Lois Bowers headshot

Results of a new survey by Gallup finds that two-thirds of US workers did not feel engaged with their workplaces in 2023.

That is, they felt detached, had a less clear idea of what their employers’ expectations were for them, had lower levels of satisfaction with their employers, had less connection to their companies’ purposes or missions, and were less likely to believe that someone at work cared about them as people.

Overall, engagement in the workplace, according to Gallup, has been falling since 2020, 20 years after the company first began measuring it.

“Trends in employee engagement are significant because they are linked to many performance outcomes in organizations. Not engaged or actively disengaged employees account for approximately $1.9 trillion in lost productivity nationally,” Gallup said in an online post.

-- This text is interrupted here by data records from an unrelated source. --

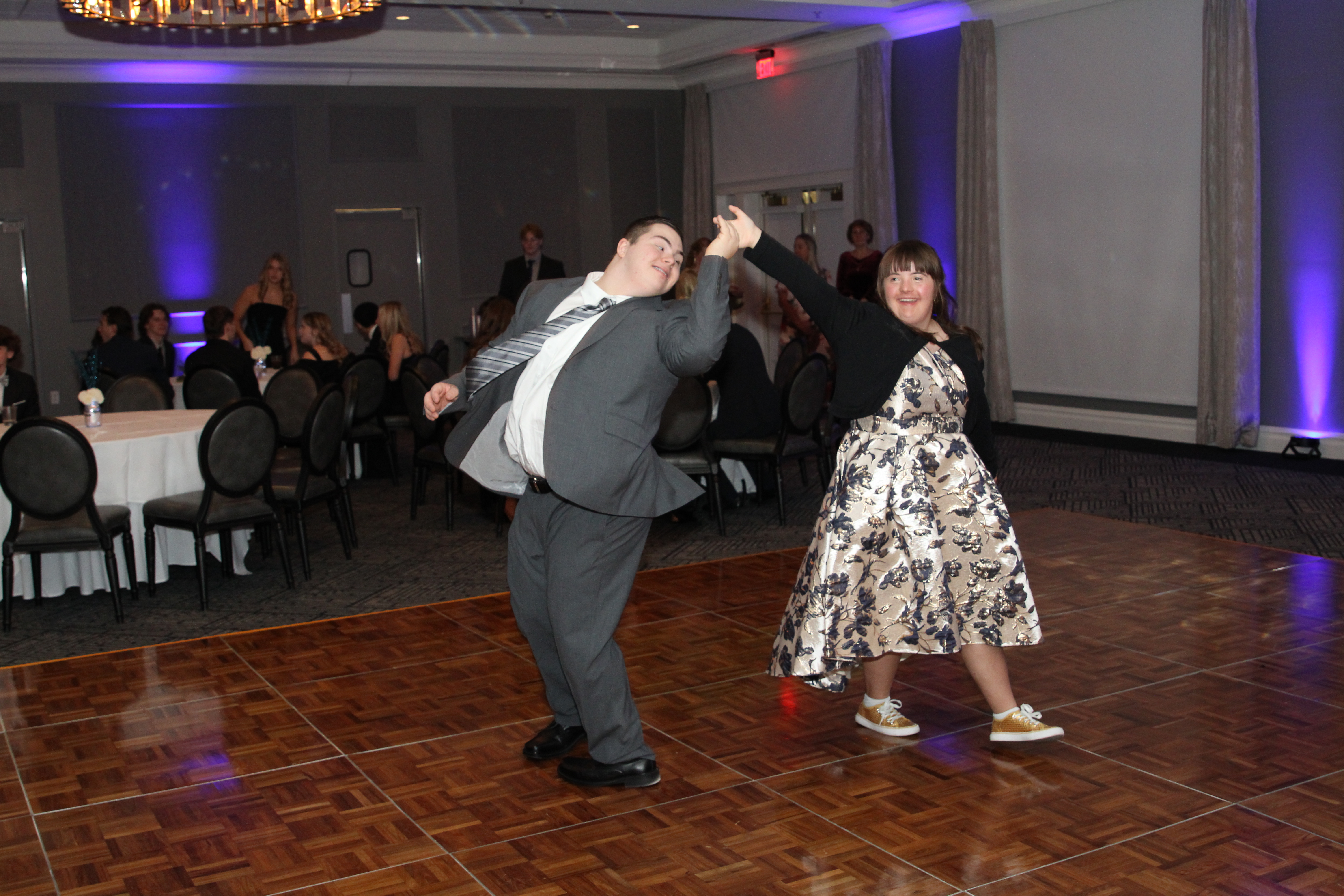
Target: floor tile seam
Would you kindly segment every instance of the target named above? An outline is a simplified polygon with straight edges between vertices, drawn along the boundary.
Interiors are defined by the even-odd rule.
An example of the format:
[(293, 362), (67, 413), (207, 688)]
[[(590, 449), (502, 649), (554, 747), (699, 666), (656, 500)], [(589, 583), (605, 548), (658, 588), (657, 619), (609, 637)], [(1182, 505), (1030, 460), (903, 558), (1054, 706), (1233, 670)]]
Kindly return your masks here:
[[(1306, 782), (1304, 782), (1304, 783), (1306, 783)], [(1265, 794), (1261, 794), (1261, 795), (1263, 797)], [(1293, 822), (1286, 821), (1284, 818), (1279, 818), (1278, 815), (1271, 815), (1271, 814), (1269, 814), (1267, 811), (1265, 811), (1262, 809), (1255, 809), (1254, 806), (1247, 806), (1245, 803), (1236, 803), (1236, 807), (1238, 809), (1245, 809), (1246, 811), (1250, 811), (1250, 813), (1255, 813), (1261, 818), (1269, 818), (1270, 821), (1273, 821), (1277, 825), (1288, 825), (1289, 827), (1294, 827), (1294, 829), (1302, 832), (1304, 834), (1310, 834), (1312, 837), (1318, 837), (1320, 840), (1324, 840), (1328, 844), (1335, 844), (1336, 846), (1344, 846), (1344, 841), (1335, 840), (1333, 837), (1327, 837), (1325, 834), (1320, 833), (1318, 830), (1310, 830), (1308, 827), (1302, 827), (1301, 825), (1294, 825)]]
[[(1035, 875), (1036, 872), (1044, 870), (1046, 868), (1051, 868), (1054, 865), (1062, 865), (1064, 862), (1071, 862), (1075, 858), (1082, 858), (1083, 856), (1091, 856), (1093, 853), (1099, 853), (1103, 849), (1114, 849), (1116, 846), (1124, 846), (1125, 844), (1133, 842), (1133, 841), (1140, 840), (1142, 837), (1152, 837), (1153, 834), (1160, 834), (1164, 830), (1169, 830), (1172, 827), (1177, 827), (1180, 825), (1185, 825), (1185, 823), (1189, 823), (1192, 821), (1199, 821), (1200, 818), (1203, 818), (1206, 815), (1212, 815), (1215, 813), (1227, 811), (1228, 809), (1236, 809), (1236, 807), (1238, 806), (1235, 803), (1227, 803), (1227, 805), (1219, 806), (1216, 809), (1210, 809), (1210, 810), (1202, 811), (1202, 813), (1199, 813), (1196, 815), (1191, 815), (1189, 818), (1181, 818), (1180, 821), (1173, 821), (1169, 825), (1163, 825), (1161, 827), (1153, 827), (1152, 830), (1145, 830), (1142, 833), (1133, 834), (1130, 837), (1124, 837), (1121, 840), (1117, 840), (1113, 844), (1106, 844), (1103, 846), (1095, 846), (1093, 849), (1086, 849), (1086, 850), (1078, 853), (1077, 856), (1068, 856), (1066, 858), (1055, 858), (1054, 861), (1048, 861), (1044, 865), (1036, 865), (1035, 868), (1028, 868), (1027, 870), (1017, 872), (1016, 875), (1005, 875), (1003, 877), (996, 877), (995, 880), (986, 880), (982, 884), (976, 884), (974, 887), (968, 888), (966, 892), (974, 895), (974, 892), (977, 889), (980, 889), (981, 887), (991, 887), (993, 884), (999, 884), (999, 883), (1003, 883), (1005, 880), (1013, 880), (1013, 879), (1017, 879), (1017, 877), (1023, 877), (1025, 875)], [(923, 870), (923, 869), (921, 869), (921, 870)]]
[(793, 806), (797, 806), (798, 809), (801, 809), (802, 811), (808, 813), (809, 815), (812, 815), (812, 817), (814, 817), (814, 818), (820, 818), (820, 819), (821, 819), (821, 821), (824, 821), (825, 823), (828, 823), (828, 825), (831, 825), (832, 827), (836, 827), (836, 829), (839, 829), (839, 830), (843, 830), (844, 833), (849, 834), (851, 837), (853, 837), (855, 840), (857, 840), (857, 841), (860, 841), (860, 842), (864, 842), (864, 844), (868, 844), (868, 846), (871, 846), (871, 848), (876, 849), (876, 850), (878, 850), (879, 853), (883, 853), (884, 856), (890, 856), (891, 858), (894, 858), (895, 861), (900, 862), (902, 865), (906, 865), (907, 868), (914, 868), (914, 869), (915, 869), (917, 872), (919, 872), (921, 875), (927, 875), (929, 877), (933, 877), (934, 880), (937, 880), (937, 881), (938, 881), (938, 883), (941, 883), (941, 884), (946, 884), (946, 885), (948, 885), (948, 887), (950, 887), (950, 888), (952, 888), (952, 891), (953, 891), (953, 892), (952, 892), (952, 893), (950, 893), (949, 896), (957, 896), (957, 893), (964, 893), (964, 892), (965, 892), (965, 889), (964, 889), (964, 888), (961, 888), (961, 887), (958, 887), (957, 884), (953, 884), (952, 881), (949, 881), (949, 880), (945, 880), (945, 879), (939, 877), (938, 875), (933, 873), (931, 870), (927, 870), (927, 869), (925, 869), (925, 868), (921, 868), (919, 865), (915, 865), (914, 862), (911, 862), (911, 861), (907, 861), (907, 860), (902, 858), (900, 856), (896, 856), (896, 854), (895, 854), (894, 852), (891, 852), (891, 850), (888, 850), (888, 849), (883, 849), (882, 846), (879, 846), (878, 844), (872, 842), (871, 840), (868, 840), (868, 838), (867, 838), (867, 837), (864, 837), (863, 834), (860, 834), (860, 833), (857, 833), (857, 832), (855, 832), (855, 830), (849, 830), (849, 829), (848, 829), (848, 827), (845, 827), (844, 825), (841, 825), (841, 823), (839, 823), (839, 822), (836, 822), (836, 821), (832, 821), (832, 819), (827, 818), (827, 817), (825, 817), (825, 815), (823, 815), (821, 813), (818, 813), (818, 811), (814, 811), (814, 810), (809, 809), (808, 806), (804, 806), (804, 805), (802, 805), (802, 803), (800, 803), (798, 801), (793, 799), (792, 797), (788, 797), (786, 794), (782, 794), (782, 793), (780, 793), (780, 791), (778, 791), (778, 790), (775, 790), (774, 787), (771, 787), (771, 786), (769, 786), (769, 785), (763, 785), (763, 783), (761, 783), (759, 780), (758, 780), (757, 783), (758, 783), (758, 785), (761, 785), (762, 787), (765, 787), (766, 790), (769, 790), (769, 791), (770, 791), (771, 794), (774, 794), (774, 795), (775, 795), (775, 797), (778, 797), (780, 799), (782, 799), (782, 801), (785, 801), (785, 802), (788, 802), (788, 803), (790, 803), (790, 805), (793, 805)]
[(13, 744), (5, 737), (5, 751), (9, 754), (9, 762), (13, 763), (15, 778), (19, 780), (19, 793), (23, 794), (23, 805), (28, 807), (28, 821), (32, 823), (32, 836), (38, 838), (38, 848), (42, 850), (42, 861), (47, 865), (47, 877), (51, 879), (51, 889), (55, 893), (60, 892), (60, 885), (56, 883), (56, 869), (51, 866), (51, 854), (47, 852), (47, 844), (42, 838), (42, 832), (38, 830), (38, 815), (32, 811), (32, 799), (28, 798), (28, 789), (23, 785), (23, 775), (19, 774), (19, 760), (13, 755)]
[[(1255, 658), (1261, 660), (1262, 657), (1255, 657)], [(1253, 661), (1247, 660), (1247, 662), (1253, 662)], [(1226, 666), (1220, 666), (1220, 668), (1226, 668)], [(1344, 712), (1344, 707), (1340, 707), (1340, 705), (1333, 704), (1333, 703), (1327, 703), (1324, 700), (1317, 700), (1316, 697), (1306, 697), (1306, 696), (1300, 695), (1300, 693), (1293, 693), (1292, 690), (1284, 690), (1282, 688), (1271, 688), (1270, 685), (1261, 684), (1259, 681), (1247, 681), (1246, 678), (1236, 678), (1234, 676), (1224, 674), (1222, 672), (1214, 672), (1212, 669), (1206, 669), (1204, 672), (1208, 672), (1208, 674), (1211, 674), (1211, 676), (1218, 676), (1219, 678), (1223, 678), (1224, 681), (1235, 681), (1238, 684), (1251, 685), (1254, 688), (1262, 688), (1265, 690), (1273, 690), (1274, 693), (1281, 693), (1285, 697), (1294, 697), (1297, 700), (1306, 700), (1308, 703), (1314, 703), (1318, 707), (1329, 707), (1331, 709), (1337, 709), (1340, 712)]]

You may not be able to change national trends, but there are steps you can take to improve engagement at your workplace, and job clarity — “the most fundamental engagement element” — is a good place to start, according to Gallup.

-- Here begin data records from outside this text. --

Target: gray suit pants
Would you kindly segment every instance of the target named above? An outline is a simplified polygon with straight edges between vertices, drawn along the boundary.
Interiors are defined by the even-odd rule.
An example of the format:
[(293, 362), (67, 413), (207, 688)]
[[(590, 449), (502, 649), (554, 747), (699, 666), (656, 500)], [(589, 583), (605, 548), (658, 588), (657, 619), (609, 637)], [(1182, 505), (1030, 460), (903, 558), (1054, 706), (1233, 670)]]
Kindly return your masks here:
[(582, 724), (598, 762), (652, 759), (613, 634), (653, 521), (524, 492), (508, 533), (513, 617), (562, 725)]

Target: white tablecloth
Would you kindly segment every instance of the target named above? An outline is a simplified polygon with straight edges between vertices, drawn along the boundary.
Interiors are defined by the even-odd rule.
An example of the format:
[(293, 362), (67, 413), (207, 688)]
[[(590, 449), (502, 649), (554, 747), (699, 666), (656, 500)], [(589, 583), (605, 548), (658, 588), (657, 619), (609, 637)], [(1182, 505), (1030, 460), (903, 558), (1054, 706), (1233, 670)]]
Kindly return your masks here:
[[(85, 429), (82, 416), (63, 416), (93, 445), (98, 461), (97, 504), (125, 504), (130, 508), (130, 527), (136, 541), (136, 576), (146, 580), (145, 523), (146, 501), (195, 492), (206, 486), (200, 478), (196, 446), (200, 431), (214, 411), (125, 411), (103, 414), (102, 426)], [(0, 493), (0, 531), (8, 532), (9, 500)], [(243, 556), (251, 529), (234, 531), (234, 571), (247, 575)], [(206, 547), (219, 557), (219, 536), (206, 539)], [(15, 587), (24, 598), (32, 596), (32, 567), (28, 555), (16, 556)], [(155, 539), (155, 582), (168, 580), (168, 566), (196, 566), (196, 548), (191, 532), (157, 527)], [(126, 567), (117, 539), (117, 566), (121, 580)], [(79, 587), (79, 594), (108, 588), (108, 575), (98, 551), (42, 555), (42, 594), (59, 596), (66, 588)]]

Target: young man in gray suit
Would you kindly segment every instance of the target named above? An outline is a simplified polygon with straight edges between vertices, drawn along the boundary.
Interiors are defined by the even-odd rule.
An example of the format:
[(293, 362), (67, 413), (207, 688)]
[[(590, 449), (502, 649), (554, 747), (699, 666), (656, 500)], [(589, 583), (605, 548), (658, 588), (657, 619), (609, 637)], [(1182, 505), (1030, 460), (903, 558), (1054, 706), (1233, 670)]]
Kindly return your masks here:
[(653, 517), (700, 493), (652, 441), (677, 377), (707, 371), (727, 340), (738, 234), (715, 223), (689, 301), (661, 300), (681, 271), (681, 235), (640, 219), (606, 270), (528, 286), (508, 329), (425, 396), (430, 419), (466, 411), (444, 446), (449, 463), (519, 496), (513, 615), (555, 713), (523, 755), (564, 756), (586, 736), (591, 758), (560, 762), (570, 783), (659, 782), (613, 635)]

If your workplace recently has restructured teams, experienced high turnover, given additional responsibilities to those who have stayed, seen changing expectations from potential employees or residents, or provided no formal training for managers, it may be time for you to make sure you take actions to increase employee job satisfaction and the likelihood that they will stay and perform their jobs well. Doing so, in turn, could lead workers to refer others to your company and save the organization the recruiting and training costs that come with turnover.

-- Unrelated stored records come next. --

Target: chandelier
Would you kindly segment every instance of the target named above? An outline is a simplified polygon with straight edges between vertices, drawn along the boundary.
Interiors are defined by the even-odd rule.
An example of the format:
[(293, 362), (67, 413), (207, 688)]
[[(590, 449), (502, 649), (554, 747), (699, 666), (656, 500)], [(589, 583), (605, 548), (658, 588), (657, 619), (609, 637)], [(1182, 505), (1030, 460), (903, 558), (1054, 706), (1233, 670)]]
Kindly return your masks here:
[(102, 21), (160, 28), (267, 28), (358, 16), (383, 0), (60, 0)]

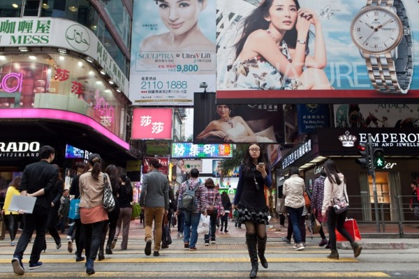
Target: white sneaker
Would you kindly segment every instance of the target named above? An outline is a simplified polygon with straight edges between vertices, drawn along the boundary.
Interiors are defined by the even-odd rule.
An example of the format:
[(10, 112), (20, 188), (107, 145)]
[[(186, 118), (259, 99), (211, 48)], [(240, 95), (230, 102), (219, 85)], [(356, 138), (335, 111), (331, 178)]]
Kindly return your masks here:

Gallup offers a checklist that employers can use to increase engagement.

When it comes to job clarity, employers can increase it, according to Gallup, by making sure employees are prepared for their responsibilities, providing meaningful feedback regularly, empowering employees to make decisions about how to perform their jobs well, including employees in goal-setting, making sure they understand what is expected of their co-workers, and having team discussions about what can be done better.

“Gallup finds that a manager having one meaningful conversation per week with each team member develops high-performance relationships more than any other leadership activity,” the organization said.

Because managers can be burned out and more disengaged than their team members, Gallup recommends listening to them, keeping them informed about what is going on in the organization, providing training and development opportunities so they have the skills needed to do their jobs, establishing a coaching program so managers feel listened to and cared about, and nurturing peer relationships and mentorship.